Common, exploitable errors include:

  • Requesting JS from localhost, i.e. the host running the browser, often on high port numbers. Malware can take advantage of this to mount attacks on sites, even in the presence of local privilege barriers (e.g. a malicious Android app normally cannot poke the browser).
  • Similarly, requesting JS from private IP space—now the malware just has to be on the same network as the browser.
  • Requesting JS from a site whose domain registration has expired; anyone could reregister it.
  • Similarly, requesting JS from a mistyped domain (they gave the example of googlesyndicatio.com with the final n left off) or from an IP address that has been reassigned.

They also pointed out that coarse-grained sandboxing won’t help because the intended scripts need too many privileges, and that it’s unusual for the scripts to change more often than once a week, so maintaining local copies might be feasible, given sufficient operational will and manpower.

Scriptless Attacks—Stealing the Pie Without Touching the Sill

This paper demonstrates a variety of XSS-style attacks that don’t require any scripting at all, bypassing existing XSS filters, CSP, NoScript—some even work in HTML-enabled mail readers. (This is your periodic reminder that nobody should ever send or accept HTML in email.)

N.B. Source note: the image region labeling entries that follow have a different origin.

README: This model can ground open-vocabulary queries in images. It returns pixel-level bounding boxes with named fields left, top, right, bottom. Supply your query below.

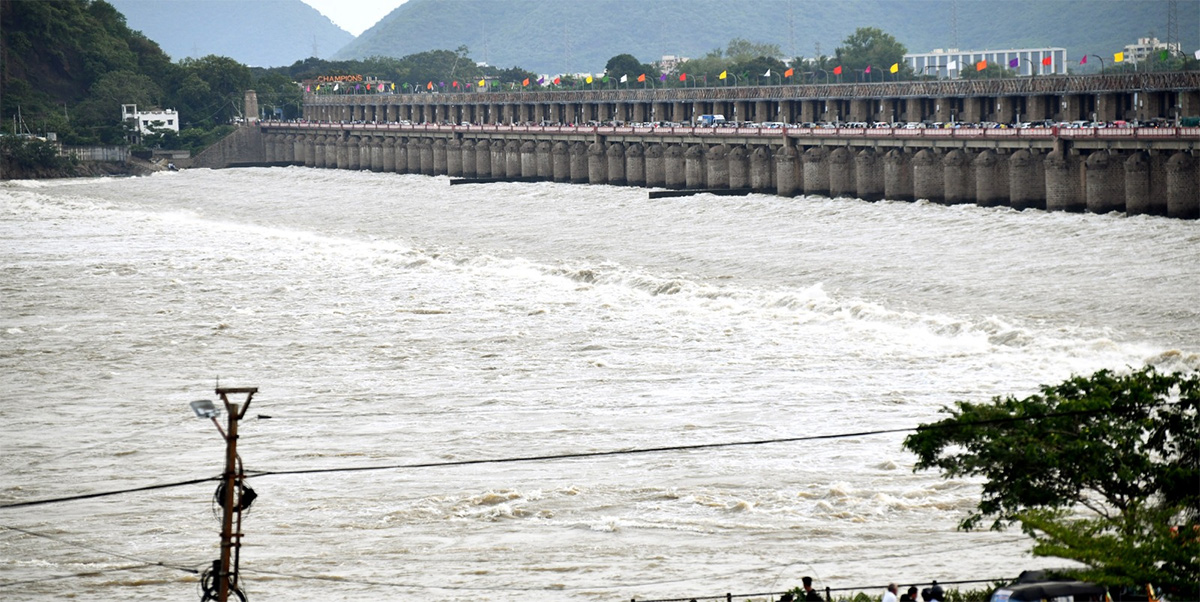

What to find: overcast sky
left=304, top=0, right=406, bottom=36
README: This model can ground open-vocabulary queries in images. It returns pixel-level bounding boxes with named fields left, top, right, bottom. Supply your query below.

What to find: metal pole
left=217, top=393, right=238, bottom=602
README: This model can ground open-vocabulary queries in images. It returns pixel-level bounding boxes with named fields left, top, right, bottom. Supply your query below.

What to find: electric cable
left=0, top=525, right=199, bottom=574
left=0, top=476, right=221, bottom=510
left=0, top=565, right=162, bottom=588
left=0, top=402, right=1180, bottom=510
left=243, top=402, right=1166, bottom=482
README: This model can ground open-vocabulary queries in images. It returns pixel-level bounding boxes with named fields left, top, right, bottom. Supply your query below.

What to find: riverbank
left=0, top=157, right=167, bottom=180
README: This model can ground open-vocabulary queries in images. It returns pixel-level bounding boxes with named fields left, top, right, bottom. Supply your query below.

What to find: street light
left=188, top=387, right=258, bottom=602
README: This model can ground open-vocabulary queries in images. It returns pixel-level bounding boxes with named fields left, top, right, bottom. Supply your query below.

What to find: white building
left=1124, top=37, right=1181, bottom=62
left=904, top=48, right=1067, bottom=78
left=121, top=104, right=179, bottom=138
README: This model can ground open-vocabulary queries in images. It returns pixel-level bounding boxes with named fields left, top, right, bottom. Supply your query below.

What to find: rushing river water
left=0, top=168, right=1200, bottom=601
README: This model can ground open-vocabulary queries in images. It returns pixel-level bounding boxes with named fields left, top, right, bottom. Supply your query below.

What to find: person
left=800, top=576, right=824, bottom=602
left=883, top=583, right=899, bottom=602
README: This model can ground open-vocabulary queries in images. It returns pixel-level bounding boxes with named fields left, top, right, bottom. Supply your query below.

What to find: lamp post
left=191, top=387, right=258, bottom=602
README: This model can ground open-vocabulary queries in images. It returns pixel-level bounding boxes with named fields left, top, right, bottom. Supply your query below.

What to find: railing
left=305, top=71, right=1200, bottom=106
left=259, top=121, right=1200, bottom=140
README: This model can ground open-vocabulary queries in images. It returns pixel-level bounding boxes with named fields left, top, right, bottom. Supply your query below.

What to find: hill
left=108, top=0, right=354, bottom=67
left=334, top=0, right=1200, bottom=73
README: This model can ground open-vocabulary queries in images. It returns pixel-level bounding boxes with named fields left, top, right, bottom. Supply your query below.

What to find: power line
left=0, top=402, right=1178, bottom=510
left=247, top=403, right=1152, bottom=477
left=0, top=565, right=163, bottom=588
left=0, top=476, right=221, bottom=510
left=0, top=525, right=199, bottom=575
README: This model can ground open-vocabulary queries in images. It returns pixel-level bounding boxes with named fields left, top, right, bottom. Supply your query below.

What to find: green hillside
left=335, top=0, right=1200, bottom=73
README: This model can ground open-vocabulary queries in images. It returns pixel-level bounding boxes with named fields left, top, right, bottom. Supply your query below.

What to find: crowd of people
left=779, top=576, right=946, bottom=602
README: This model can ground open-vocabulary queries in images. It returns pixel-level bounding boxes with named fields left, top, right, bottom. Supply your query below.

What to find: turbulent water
left=0, top=168, right=1200, bottom=601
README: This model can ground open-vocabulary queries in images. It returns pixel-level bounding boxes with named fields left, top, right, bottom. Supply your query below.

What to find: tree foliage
left=904, top=368, right=1200, bottom=592
left=834, top=28, right=908, bottom=70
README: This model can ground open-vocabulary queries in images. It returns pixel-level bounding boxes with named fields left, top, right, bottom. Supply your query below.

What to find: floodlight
left=191, top=399, right=221, bottom=419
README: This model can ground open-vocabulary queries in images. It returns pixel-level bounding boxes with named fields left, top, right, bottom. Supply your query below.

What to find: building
left=1124, top=37, right=1182, bottom=62
left=904, top=48, right=1067, bottom=79
left=121, top=104, right=179, bottom=143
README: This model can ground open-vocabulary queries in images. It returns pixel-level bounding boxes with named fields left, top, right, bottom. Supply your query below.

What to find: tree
left=725, top=37, right=784, bottom=62
left=604, top=54, right=660, bottom=80
left=834, top=28, right=908, bottom=70
left=904, top=367, right=1200, bottom=596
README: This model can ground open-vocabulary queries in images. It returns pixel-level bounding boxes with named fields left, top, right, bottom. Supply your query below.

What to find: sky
left=304, top=0, right=407, bottom=37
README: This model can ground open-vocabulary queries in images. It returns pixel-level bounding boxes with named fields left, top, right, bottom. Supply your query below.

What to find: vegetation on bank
left=904, top=367, right=1200, bottom=592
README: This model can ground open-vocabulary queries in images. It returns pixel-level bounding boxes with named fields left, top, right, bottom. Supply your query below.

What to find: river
left=0, top=168, right=1200, bottom=601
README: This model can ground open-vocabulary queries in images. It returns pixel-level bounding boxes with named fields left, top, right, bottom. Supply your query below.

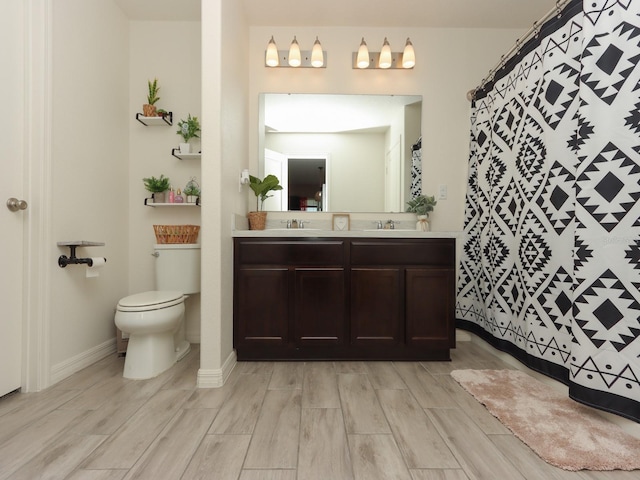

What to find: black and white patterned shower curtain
left=456, top=0, right=640, bottom=421
left=411, top=137, right=422, bottom=199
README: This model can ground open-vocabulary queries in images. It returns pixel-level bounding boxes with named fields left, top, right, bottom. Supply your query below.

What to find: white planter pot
left=416, top=215, right=429, bottom=232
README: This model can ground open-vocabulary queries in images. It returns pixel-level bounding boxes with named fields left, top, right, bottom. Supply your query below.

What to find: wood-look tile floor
left=0, top=342, right=639, bottom=480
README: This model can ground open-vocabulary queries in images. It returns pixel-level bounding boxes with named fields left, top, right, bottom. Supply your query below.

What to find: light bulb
left=289, top=36, right=302, bottom=67
left=356, top=37, right=369, bottom=68
left=378, top=37, right=392, bottom=68
left=311, top=37, right=324, bottom=68
left=402, top=38, right=416, bottom=68
left=264, top=35, right=280, bottom=67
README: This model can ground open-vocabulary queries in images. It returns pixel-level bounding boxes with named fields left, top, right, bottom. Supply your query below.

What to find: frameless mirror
left=258, top=93, right=422, bottom=212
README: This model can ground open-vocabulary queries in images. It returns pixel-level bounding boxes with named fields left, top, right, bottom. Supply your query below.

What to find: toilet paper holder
left=58, top=240, right=107, bottom=268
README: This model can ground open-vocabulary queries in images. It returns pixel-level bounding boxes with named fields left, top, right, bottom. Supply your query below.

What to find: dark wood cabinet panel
left=234, top=237, right=455, bottom=360
left=350, top=238, right=455, bottom=267
left=351, top=267, right=404, bottom=346
left=293, top=268, right=345, bottom=346
left=405, top=268, right=455, bottom=347
left=234, top=268, right=289, bottom=346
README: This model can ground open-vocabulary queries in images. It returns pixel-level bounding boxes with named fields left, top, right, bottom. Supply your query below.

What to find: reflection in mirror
left=259, top=93, right=422, bottom=212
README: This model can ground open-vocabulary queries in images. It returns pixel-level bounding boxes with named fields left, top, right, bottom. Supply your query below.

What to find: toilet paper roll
left=87, top=257, right=107, bottom=278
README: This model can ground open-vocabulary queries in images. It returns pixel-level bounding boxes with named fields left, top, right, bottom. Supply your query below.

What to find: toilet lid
left=118, top=291, right=184, bottom=311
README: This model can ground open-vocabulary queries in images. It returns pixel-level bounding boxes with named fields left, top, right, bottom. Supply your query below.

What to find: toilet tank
left=154, top=243, right=200, bottom=294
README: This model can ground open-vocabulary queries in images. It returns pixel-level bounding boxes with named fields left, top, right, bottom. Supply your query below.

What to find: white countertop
left=232, top=228, right=462, bottom=238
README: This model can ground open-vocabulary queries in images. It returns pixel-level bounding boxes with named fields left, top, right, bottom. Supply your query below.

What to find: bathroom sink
left=364, top=228, right=417, bottom=233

The attacks, in general, work by exploiting some other feature of the Web platform that can conditionally trigger tailored requests to a malicious server: even when scripting is unavailable, it may be possible to inject these features. HTML form validation can be applied to hidden form fields and can trigger URL loads if regular expressions match. Invisible SVG files can use <set> elements to capture keystrokes (this is the one that works in Thunderbird). Custom fonts (using SVG, or OpenType’s discretionary ligatures) can control the size of the viewport, which together with media queries, can trigger URL loads. (This one seems a bit too baroque to be practical, but you never do know with these things.)